Was muss ich für ein Hühnchen ausgeben, um zumindest annehmbare Qualität zu bekommen?
Mehr, als Sie vermutlich gerne bezahlen wollen. Und mehr, als sehr viele bereit sind, tatsächlich zu bezahlen.

Während bei Eiern mittlerweile ein recht großer Teil der Käuferschaft Bioprodukte aus dem Regal nimmt, ist der Absatz von Bio-Hühnchen noch sehr gering. Eigentlich klingt das unlogisch: Eier von Freilandhühnern kaufen, beim Fleischkauf aber die Billigware wählen. Wäre da nicht der Preis.

Denn bei Bio-Hühnern macht sich der Preisunterschied zwischen Massenbetrieb und biologischer Aufzucht viel schmerzlicher bemerkbar als beim Ei: Während konventionell erzeugtes Hühnerfleisch für rund zwei bis vier Euro pro Kilo zu haben ist, kostet die Öko-Alternative leicht das Doppelte bis Dreifache. Der Preis hängt direkt mit der Art und Weise zusammen, wie die Hühner aufwachsen. 

Normale Masthühnchen sind auf Leistung getrimmt. Sie wachsen innerhalb kürzester Zeit vom Küken zum schlachtreifen Brocken heran. Dank Kraftfutter und auf schnellstes Fleischwachstum gezüchtete Rassen dauert das heute nur noch etwa fünf Wochen. Zwar setzen die Tiere schnell viel Fleisch an, aber ihre Entwicklung ist nicht besonders gesund: Fast ein Drittel aller Masthühnchen kann nicht richtig laufen, weil sie unter ihrem eigenen Gewicht zusammenbrechen. Hühner in der platzarmen Massenhaltung sind außerdem anfälliger für Krankheiten. Die Medikamente, die sie dagegen bekommen, wie zum Beispiel Antibiotika, bleiben als Rückstände im Fleisch.

Langsamer gemästete Tiere kosten mehr, haben aber nicht nur ein besseres Leben, sondern laut einer Untersuchung der Hessischen Verbraucherzentrale auch ein saftigeres und aromatischeres Fleisch. Es bleibt auch mehr auf dem Teller übrig – die Hühnchen schrumpfen nämlich bei der Zubereitung nicht so stark.

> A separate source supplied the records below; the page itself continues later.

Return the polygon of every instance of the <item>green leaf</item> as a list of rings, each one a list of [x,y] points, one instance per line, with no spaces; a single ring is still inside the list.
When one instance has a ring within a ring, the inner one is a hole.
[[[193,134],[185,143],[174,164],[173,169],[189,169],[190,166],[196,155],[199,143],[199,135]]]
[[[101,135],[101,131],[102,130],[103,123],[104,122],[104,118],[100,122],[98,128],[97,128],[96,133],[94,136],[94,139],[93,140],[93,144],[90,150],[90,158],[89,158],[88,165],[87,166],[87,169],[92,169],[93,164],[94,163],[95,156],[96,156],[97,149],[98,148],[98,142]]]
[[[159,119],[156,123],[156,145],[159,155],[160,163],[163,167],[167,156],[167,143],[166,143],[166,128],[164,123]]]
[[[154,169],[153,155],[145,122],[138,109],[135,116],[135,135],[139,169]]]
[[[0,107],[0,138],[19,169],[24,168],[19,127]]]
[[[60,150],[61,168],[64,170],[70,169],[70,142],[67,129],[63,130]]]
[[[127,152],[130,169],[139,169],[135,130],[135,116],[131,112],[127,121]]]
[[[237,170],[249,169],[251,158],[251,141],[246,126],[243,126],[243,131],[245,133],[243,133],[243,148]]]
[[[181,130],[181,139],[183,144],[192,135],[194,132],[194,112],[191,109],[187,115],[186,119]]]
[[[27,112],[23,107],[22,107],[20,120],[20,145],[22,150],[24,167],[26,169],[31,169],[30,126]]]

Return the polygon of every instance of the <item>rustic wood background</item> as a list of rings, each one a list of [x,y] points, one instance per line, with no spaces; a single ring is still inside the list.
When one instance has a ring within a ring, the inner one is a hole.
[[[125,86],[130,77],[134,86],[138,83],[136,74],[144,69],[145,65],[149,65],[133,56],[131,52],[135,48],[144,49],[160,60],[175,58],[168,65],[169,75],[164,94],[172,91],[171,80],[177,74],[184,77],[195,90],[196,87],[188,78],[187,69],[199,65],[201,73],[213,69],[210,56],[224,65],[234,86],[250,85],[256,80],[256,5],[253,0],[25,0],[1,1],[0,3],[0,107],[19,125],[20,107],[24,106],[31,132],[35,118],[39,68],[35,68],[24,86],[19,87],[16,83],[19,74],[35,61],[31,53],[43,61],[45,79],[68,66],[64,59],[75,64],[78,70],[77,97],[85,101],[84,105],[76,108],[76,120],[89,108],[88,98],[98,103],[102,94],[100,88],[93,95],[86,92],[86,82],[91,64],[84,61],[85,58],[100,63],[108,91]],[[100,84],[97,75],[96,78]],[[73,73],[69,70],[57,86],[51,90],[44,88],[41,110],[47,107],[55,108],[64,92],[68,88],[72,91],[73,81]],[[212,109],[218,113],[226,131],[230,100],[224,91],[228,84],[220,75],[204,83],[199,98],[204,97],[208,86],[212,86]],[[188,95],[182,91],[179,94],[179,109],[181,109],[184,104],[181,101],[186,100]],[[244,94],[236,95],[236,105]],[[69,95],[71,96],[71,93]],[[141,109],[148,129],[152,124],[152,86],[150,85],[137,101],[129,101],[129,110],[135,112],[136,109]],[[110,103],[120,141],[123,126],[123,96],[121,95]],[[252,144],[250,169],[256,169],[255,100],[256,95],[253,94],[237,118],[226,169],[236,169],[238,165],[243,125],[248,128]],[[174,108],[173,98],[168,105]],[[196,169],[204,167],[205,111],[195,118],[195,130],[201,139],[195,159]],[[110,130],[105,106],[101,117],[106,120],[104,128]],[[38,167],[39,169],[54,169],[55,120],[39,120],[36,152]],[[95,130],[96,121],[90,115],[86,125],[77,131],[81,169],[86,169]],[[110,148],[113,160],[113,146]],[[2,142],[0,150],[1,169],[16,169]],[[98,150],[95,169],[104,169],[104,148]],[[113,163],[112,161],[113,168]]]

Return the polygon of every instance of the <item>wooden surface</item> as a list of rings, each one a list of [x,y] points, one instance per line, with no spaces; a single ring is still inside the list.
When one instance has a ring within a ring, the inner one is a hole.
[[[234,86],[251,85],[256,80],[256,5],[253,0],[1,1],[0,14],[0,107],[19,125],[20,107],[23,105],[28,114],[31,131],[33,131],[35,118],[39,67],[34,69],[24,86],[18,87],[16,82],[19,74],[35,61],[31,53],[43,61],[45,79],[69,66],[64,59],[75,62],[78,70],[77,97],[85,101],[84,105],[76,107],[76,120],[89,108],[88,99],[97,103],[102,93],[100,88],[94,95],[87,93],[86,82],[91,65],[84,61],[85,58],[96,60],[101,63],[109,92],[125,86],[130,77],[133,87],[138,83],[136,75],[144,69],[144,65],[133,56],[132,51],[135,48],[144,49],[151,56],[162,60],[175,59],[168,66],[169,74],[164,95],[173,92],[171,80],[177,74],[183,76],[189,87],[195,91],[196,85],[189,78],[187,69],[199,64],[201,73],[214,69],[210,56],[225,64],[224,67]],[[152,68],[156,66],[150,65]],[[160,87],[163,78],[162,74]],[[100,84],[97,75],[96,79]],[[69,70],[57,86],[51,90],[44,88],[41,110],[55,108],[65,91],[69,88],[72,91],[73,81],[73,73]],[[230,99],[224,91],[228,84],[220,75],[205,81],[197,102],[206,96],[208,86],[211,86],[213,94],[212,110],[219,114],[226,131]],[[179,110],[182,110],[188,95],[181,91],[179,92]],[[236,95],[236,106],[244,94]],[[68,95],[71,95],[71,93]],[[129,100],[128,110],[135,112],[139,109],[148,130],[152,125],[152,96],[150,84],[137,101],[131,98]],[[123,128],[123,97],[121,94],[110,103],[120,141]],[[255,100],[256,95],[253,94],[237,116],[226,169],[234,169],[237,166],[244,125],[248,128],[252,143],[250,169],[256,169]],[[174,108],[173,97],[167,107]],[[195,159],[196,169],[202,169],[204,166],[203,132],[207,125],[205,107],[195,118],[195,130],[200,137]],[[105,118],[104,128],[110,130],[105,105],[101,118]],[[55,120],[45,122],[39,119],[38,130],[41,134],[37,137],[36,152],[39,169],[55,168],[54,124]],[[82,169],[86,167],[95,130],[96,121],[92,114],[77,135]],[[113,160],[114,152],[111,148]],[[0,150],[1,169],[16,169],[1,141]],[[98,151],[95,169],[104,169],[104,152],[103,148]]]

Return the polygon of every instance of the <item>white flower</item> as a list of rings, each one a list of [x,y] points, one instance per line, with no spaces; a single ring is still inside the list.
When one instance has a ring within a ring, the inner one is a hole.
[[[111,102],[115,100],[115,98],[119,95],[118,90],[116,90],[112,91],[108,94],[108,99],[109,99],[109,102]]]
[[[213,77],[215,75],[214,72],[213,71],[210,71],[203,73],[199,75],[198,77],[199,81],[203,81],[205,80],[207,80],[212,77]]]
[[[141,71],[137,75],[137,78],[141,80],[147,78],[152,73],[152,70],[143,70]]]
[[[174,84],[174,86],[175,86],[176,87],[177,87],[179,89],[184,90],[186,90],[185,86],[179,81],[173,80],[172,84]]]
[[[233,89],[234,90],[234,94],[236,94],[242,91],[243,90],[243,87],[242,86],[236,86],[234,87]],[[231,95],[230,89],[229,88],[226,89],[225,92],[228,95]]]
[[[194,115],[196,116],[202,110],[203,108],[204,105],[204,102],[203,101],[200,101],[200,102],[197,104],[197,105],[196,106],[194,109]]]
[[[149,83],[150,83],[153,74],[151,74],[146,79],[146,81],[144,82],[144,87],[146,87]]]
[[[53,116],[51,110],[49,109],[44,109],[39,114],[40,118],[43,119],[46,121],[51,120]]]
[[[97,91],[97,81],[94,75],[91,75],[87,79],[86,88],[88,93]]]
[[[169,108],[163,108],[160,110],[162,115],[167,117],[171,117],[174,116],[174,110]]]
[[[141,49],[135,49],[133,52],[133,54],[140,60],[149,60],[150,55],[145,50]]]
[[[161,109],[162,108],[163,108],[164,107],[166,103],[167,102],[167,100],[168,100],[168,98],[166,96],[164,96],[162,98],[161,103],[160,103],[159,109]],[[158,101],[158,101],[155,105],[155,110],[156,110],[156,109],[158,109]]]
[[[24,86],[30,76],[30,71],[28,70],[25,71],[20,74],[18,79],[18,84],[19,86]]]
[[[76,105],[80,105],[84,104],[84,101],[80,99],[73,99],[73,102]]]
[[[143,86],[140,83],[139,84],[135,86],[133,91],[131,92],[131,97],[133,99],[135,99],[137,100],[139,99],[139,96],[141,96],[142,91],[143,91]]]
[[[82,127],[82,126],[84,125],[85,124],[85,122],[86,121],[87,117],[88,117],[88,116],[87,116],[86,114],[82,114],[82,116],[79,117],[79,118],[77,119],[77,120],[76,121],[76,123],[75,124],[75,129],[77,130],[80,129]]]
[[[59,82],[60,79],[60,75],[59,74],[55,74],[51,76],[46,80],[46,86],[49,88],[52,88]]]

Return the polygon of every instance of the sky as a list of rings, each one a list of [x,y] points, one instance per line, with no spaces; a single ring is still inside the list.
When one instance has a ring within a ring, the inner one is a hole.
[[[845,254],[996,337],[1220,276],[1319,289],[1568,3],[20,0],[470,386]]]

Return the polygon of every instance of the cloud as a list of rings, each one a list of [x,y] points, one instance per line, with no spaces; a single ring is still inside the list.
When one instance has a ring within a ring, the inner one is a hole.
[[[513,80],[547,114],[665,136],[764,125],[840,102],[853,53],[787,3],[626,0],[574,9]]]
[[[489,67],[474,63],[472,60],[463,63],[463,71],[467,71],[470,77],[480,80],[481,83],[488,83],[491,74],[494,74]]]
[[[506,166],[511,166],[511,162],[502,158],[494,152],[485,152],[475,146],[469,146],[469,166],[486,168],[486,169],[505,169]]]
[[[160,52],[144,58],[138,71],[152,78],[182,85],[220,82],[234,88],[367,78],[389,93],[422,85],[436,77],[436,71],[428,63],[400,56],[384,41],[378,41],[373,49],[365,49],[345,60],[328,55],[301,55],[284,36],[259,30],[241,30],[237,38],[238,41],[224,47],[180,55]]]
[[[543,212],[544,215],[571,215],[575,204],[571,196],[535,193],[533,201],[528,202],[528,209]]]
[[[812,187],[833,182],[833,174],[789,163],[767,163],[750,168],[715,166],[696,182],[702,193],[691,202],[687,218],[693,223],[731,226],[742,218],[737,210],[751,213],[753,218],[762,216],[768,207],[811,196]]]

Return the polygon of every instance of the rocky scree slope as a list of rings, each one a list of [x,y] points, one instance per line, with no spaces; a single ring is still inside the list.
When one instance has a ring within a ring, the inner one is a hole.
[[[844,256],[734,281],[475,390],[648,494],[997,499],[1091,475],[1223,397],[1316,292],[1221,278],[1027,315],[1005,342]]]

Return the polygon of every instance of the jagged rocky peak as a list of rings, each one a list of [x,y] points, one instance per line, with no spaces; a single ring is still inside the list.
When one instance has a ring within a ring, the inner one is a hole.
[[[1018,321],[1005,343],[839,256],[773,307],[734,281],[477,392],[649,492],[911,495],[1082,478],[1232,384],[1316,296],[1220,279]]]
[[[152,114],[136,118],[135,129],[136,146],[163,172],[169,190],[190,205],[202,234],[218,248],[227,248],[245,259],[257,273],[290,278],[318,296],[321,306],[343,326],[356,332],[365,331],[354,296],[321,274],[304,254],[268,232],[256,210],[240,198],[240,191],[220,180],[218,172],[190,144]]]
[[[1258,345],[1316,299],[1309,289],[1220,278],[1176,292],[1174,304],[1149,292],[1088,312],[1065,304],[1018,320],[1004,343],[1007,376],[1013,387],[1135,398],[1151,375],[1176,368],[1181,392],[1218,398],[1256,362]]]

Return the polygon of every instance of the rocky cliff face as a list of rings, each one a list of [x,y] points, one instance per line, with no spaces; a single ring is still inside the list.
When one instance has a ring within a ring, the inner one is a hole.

All diese Vorzüge überzeugen bis heute aber nur sehr wenige Käufer. Die deutschen Konsumenten orientieren sich laut der Gesellschaft für Konsumforschung vor allem am Preis. Nur ein kleiner Teil entscheidet sich für das teurere Fleisch aus artgerechter Haltung, 55 Prozent der Deutschen kaufen ihr Geflügel im Discounter. Sie bestimmen damit den Fleischpreis maßgeblich mit. Der Preisdruck in der Branche ist so stark, dass den Produzenten kaum eine Wahl bleibt, als so billig und viel wie möglich zu produzieren. Nur 0,6 Prozent der Hähnchen stammen von Biohöfen.

Eigentlich ist so ein Billighuhn aber nur scheinbar günstig. Denn die tatsächlichen Kosten des Fleischs stehen nicht auf der Packung. Damit der Preis des Huhns am Grillwagen niedrig sein kann, bleiben Geschmack, Tier- und Umweltschutz auf der Strecke. Die Kosten überdüngter Böden und verschmutzter Gewässer zahlt die Allgemeinheit am Ende wieder drauf – als Steuerzahler.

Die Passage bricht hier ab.